The best historical fiction is worth reading for two reasons: it tells a good story, and it imparts a lot of information painlessly. Scottish writer Margaret Elphinstone’s Voyageurs almost succeeds on both counts.

Mark Greenhow, a young Quaker in the north of England, leaves his farm and family in 1810 to search for his sister Rachel, reported lost in the wilds of North America around Lake Michigan. No matter that she has married a non-Quaker and been disowned by the local Quaker meeting – Mark feels compelled to cross the Atlantic, winter in Montreal, and head for the heart of the continent when the first fur-trade canoes set out in the spring.

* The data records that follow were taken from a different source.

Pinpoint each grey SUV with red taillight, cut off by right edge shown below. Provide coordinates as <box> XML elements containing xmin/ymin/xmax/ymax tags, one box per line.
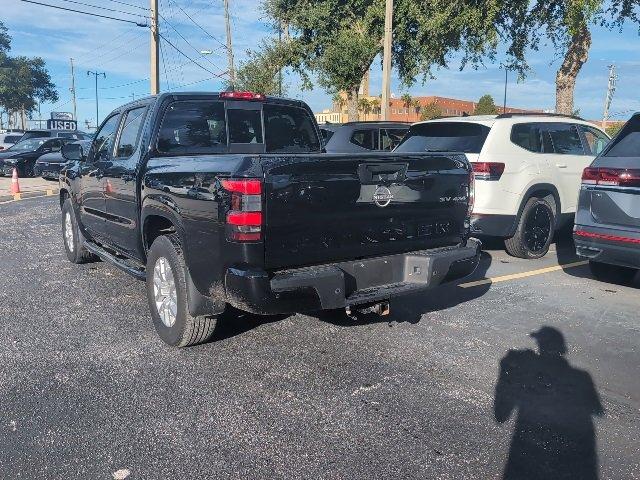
<box><xmin>573</xmin><ymin>113</ymin><xmax>640</xmax><ymax>283</ymax></box>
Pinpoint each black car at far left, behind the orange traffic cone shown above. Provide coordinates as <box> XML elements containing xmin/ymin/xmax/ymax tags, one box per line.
<box><xmin>0</xmin><ymin>138</ymin><xmax>72</xmax><ymax>177</ymax></box>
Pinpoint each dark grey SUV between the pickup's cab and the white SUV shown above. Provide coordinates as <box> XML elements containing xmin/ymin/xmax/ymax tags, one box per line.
<box><xmin>320</xmin><ymin>122</ymin><xmax>409</xmax><ymax>153</ymax></box>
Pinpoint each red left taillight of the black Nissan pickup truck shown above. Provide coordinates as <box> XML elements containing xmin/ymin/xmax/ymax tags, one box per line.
<box><xmin>220</xmin><ymin>178</ymin><xmax>262</xmax><ymax>242</ymax></box>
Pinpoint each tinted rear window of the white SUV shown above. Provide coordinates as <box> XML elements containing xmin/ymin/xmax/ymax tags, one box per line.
<box><xmin>395</xmin><ymin>122</ymin><xmax>490</xmax><ymax>153</ymax></box>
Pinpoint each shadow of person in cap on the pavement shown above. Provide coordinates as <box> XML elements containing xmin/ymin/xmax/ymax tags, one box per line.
<box><xmin>494</xmin><ymin>326</ymin><xmax>604</xmax><ymax>480</ymax></box>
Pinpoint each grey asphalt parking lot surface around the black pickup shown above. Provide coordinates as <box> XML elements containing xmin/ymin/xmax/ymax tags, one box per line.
<box><xmin>0</xmin><ymin>197</ymin><xmax>640</xmax><ymax>479</ymax></box>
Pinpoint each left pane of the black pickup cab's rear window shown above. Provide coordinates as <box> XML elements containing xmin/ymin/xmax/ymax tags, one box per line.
<box><xmin>157</xmin><ymin>100</ymin><xmax>227</xmax><ymax>155</ymax></box>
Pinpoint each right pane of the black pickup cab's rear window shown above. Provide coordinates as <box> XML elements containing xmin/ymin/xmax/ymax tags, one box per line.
<box><xmin>263</xmin><ymin>104</ymin><xmax>320</xmax><ymax>153</ymax></box>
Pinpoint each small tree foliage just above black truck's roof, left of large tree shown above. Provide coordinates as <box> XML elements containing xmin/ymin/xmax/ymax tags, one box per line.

He tells his story in a journal kept during his quest. The U.S. and England are about to go to war, so in addition to the usual difficulties, Mark must deal with war fever. He discovers Rachel’s husband is trying to get Indians to side with the British, and at first he suspects that his brother-in-law did not search for her vigorously enough when she disappeared. His story is enough to keep the reader turning pages, and when he describes what it’s like to paddle 14 hours a day or kill a bear or follow a nearly invisible path through the forest, the reader is rushed along on a wave of excitement as irresistible as a river roaring down rapids.

Elphinstone’s research on the time period is solid, too, but she sometimes fills in the religious, cultural, and political background by having Mark record over-long conversations in which one character explains something to another. The novel is also undermined by the conceit Elphinstone uses to set the story up. Elphinstone tells the reader that she found Mark’s journal in her attic, complete with the commentary of a mature Mark recorded in distracting footnotes. The novel would have been much better if she’d cut the multi-layered artifice and told it straight and plain, the Quaker way.